Closter school expansion again is at top of agenda

Wednesday, December 12, 2001

By RICHARD COWEN
Staff Writer

CLOSTER -- The Board of Education appears ready to break the political logjam over school expansion and now is moving to hold another ballot proposal for additional classroom space.

After two failed ballot questions and two years of political wrangling among parents and community activists hoping to solve crowding, school officials have put a third school bond proposal on the fast track.

The board is expected to sit down tonight and work out final details of a school expansion plan that trustees want to put before voters in March. On Monday night, the board is scheduled to hire its bond counsel to handle financing for the project.

At this point, the only sure component of the plan is additional classrooms at Hillside School to ease crowding. The future of Tenakill Middle School is less certain.
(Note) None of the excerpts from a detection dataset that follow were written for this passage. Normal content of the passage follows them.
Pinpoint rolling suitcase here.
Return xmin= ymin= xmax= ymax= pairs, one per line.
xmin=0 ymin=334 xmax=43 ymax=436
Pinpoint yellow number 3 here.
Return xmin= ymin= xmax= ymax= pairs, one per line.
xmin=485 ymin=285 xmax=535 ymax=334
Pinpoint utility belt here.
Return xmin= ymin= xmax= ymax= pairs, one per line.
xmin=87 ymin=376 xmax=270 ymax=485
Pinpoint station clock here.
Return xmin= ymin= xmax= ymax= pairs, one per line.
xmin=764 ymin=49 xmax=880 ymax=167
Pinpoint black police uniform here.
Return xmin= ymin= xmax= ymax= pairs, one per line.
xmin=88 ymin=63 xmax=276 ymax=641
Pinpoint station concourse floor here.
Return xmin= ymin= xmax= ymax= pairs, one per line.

Although new classrooms are needed, some school officials believe that moving the fifth grade to Hillside School would solve the problem.

The price tag? That's not pinned down yet, either. But trustee Jesse Rosenblum said the board had planned to spend around $10 million -- nearly double the $5.8 million voters rejected in January 2000.

Adding classrooms to old buildings means the idea of a third school is dead. Over the summer, a citizens advisory committee was formed to consider either buying back the 102-year-old Village School, which was closed in 1996 and sold to a private developer, or building a new school on vacant land.

But renovating the Village School was estimated to cost upward of $15 million and deemed too expensive. And a new school fell through when the borough said land in Schauble Park was unavailable.

Now proponents of both options are lining up against the balloting, and that could make passage difficult.

Rosenblum said the board didn't look hard enough for vacant land. He said adding space to Hillside or Tenakill schools is just a Band-Aid approach. If enrollment reaches 1,400, as it did in 1968, the district will face another space crunch, he said.

Current enrollment is 1,130 students; projections put it at 1,250 within a few years.

And another resident, Joe Tait, said that Village School was a viable option -- and that board estimates of $15 million to renovate it were inflated. Tait said district attempts to reduce class size to 20 students were not financially feasible.

"It's just a shame that the board is not listening to the community and not listening to the taxpayers," Tait said.

School board President Bibi Hameed could not be reached for comment. Superintendent Jeffrey P. Feifer did not return calls seeking comment.